Encrypted home partition in Linux with DM_Crypt

[ Wednesday, 2 May 2007, lipiec ]


Have you ever wondered what would have happened if all the important data have been stolen from your mobile PC? For example the information about a confidential project you have been working on for the last 2 years in your company … A horrifying vision, isn’t it? If you don’t want it come true, please consider encrypting your home drive. Here is how to do this in Linux.

Author: Marcin Lipiec

This is what you will need to prepare your Linux computer for encrypting your home drive:

  • DM-Crypt — open-source tool for encryption the whole HDD partition. It encrypts data before writing them on HDD. Available for kernel 2.6.4 and later.
  • LUKS – (Linux Unified Key Setup) — standard HDD encryption system for Linux.
  • cryptsetup — enables simultaneous use of LUKS and DM-Crypt.

Necessary software download

The program you will need is cryptsetup with LUKS handling. In order to install it you may either use your distribution’s repositories or use the general method (compilation from sources).

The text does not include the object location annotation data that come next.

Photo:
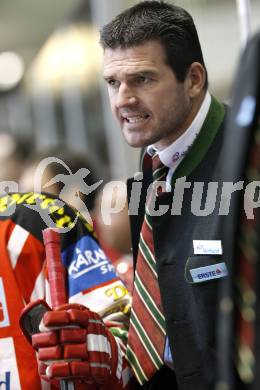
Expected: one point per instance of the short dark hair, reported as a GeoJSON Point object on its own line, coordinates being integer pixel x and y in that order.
{"type": "Point", "coordinates": [169, 24]}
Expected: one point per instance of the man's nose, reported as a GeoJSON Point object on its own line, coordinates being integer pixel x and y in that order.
{"type": "Point", "coordinates": [125, 97]}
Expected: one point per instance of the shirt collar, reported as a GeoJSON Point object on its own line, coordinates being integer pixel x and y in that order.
{"type": "Point", "coordinates": [172, 155]}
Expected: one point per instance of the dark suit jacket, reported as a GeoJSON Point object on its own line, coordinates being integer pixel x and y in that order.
{"type": "Point", "coordinates": [190, 308]}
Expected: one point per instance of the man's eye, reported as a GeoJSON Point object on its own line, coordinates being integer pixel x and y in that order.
{"type": "Point", "coordinates": [113, 83]}
{"type": "Point", "coordinates": [142, 80]}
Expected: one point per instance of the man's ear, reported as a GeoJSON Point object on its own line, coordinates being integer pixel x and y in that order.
{"type": "Point", "coordinates": [196, 78]}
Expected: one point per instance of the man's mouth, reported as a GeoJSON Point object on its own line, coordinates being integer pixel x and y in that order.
{"type": "Point", "coordinates": [135, 118]}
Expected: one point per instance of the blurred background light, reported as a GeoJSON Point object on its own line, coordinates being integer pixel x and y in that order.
{"type": "Point", "coordinates": [71, 55]}
{"type": "Point", "coordinates": [11, 70]}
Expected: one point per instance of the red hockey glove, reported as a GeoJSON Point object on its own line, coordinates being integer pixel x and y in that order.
{"type": "Point", "coordinates": [73, 343]}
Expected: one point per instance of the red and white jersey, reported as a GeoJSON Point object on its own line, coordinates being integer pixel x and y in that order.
{"type": "Point", "coordinates": [91, 278]}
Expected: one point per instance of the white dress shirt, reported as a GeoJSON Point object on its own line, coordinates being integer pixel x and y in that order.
{"type": "Point", "coordinates": [173, 154]}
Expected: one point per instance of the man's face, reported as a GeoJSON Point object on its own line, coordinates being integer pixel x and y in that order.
{"type": "Point", "coordinates": [152, 107]}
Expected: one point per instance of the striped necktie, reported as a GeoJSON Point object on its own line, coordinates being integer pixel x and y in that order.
{"type": "Point", "coordinates": [146, 338]}
{"type": "Point", "coordinates": [246, 277]}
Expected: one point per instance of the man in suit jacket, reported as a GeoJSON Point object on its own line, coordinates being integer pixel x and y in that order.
{"type": "Point", "coordinates": [158, 90]}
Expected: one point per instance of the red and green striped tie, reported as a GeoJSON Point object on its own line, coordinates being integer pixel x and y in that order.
{"type": "Point", "coordinates": [146, 338]}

The distro-specific method is recommended. In Ubuntu you only need to type apt-get install cryptsetup in the terminal windows (or use Synaptic Package Manager to do the same in a graphical interface.

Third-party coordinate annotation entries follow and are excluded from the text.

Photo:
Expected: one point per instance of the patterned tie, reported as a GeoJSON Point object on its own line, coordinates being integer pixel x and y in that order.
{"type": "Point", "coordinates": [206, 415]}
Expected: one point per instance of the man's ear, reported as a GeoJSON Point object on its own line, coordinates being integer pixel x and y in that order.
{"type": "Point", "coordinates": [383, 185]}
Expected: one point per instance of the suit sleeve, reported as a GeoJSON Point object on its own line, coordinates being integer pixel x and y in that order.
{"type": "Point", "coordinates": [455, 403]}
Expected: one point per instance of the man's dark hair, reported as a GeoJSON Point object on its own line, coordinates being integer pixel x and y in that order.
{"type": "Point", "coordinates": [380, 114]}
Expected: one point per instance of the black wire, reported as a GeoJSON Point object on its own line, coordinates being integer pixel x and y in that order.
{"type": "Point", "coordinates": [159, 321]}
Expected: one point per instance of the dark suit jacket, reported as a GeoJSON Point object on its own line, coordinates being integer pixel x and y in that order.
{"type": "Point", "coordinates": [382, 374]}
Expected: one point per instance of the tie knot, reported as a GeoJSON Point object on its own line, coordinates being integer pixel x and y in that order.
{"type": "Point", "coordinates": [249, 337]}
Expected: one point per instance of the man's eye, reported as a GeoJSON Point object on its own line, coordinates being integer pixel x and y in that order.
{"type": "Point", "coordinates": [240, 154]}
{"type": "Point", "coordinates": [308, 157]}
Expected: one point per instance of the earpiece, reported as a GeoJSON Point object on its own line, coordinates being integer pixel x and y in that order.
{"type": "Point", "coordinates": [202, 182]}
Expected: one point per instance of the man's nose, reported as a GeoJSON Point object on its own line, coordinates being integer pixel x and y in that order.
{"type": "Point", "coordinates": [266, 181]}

If you prefer the source-based way, just open up a terminal and type wget http://luks.endorphin.org/source/cryptsetup-luks-1.0.4.tar.bz2. The installation proceeds as usual:

./configure
make
make install

Done. If all went right, the installation should be now finished and the encryption software ready to be used.

Key cryptsetup options

Cryptsetup enables you to perform different types of encryption and offers some additional options you may be interested in. Here is a brief overview of them.

root@host:~# cryptsetup OPTIONS action name device - general syntax

OPTIONS:
-c  - here enter a cipher algorithm, the default is AES with 256-bit key
-h - displays help menu 
-y - user verification, you will be prompted twice for the password
-d  - loads password from the file. This option is ignored when you 
use -y switch
-s  - you can enter the key size (in bits)

ACTIONS:
create - creates HDD map
remove - deletes HDD map
reload - reloads HDD map
size - increases or decreases map size
status - displays status

name - map name in /dev/mapper/[device] - [device] is the name of the 
HDD you want to encrypt

Now you know all the basic options, so you can get back to your main job — encrypt the home partition. Cryptsetup is a console program and there is no GUI layer available, so if you don’t like working with command line tools… you will have to give it a second chance :)

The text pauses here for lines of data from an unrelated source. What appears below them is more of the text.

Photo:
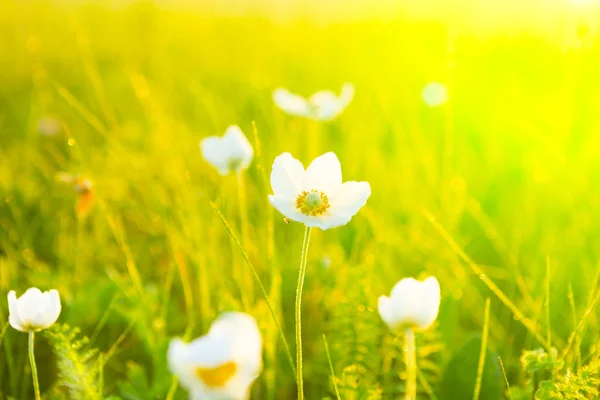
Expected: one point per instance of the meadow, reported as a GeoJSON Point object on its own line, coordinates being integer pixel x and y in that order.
{"type": "Point", "coordinates": [496, 193]}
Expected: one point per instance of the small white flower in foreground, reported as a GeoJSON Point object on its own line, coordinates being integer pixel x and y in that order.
{"type": "Point", "coordinates": [34, 310]}
{"type": "Point", "coordinates": [413, 304]}
{"type": "Point", "coordinates": [435, 94]}
{"type": "Point", "coordinates": [316, 197]}
{"type": "Point", "coordinates": [230, 153]}
{"type": "Point", "coordinates": [222, 364]}
{"type": "Point", "coordinates": [324, 105]}
{"type": "Point", "coordinates": [49, 126]}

Initializing of /home directory

For the purpose of this article, let’s say that the partition which we want to encrypt is /dev/hdc6. Before you will be able to make the encrypted disc partition you have to initialize it first. This is how you do it:

root@host:~# cryptsetup luksFormat /dev/hdc6

WARNING!
=========
This will overwrite data on /dev/hdc6 irrevocably.

Are you sure? (Type uppercase yes): [YES]
Enter LUKS passphrase:

Verify passphrase:
Command successful.

You will be prompted for a password. You need to enter it twice. This password will be used for verification later on, so don’t forget it!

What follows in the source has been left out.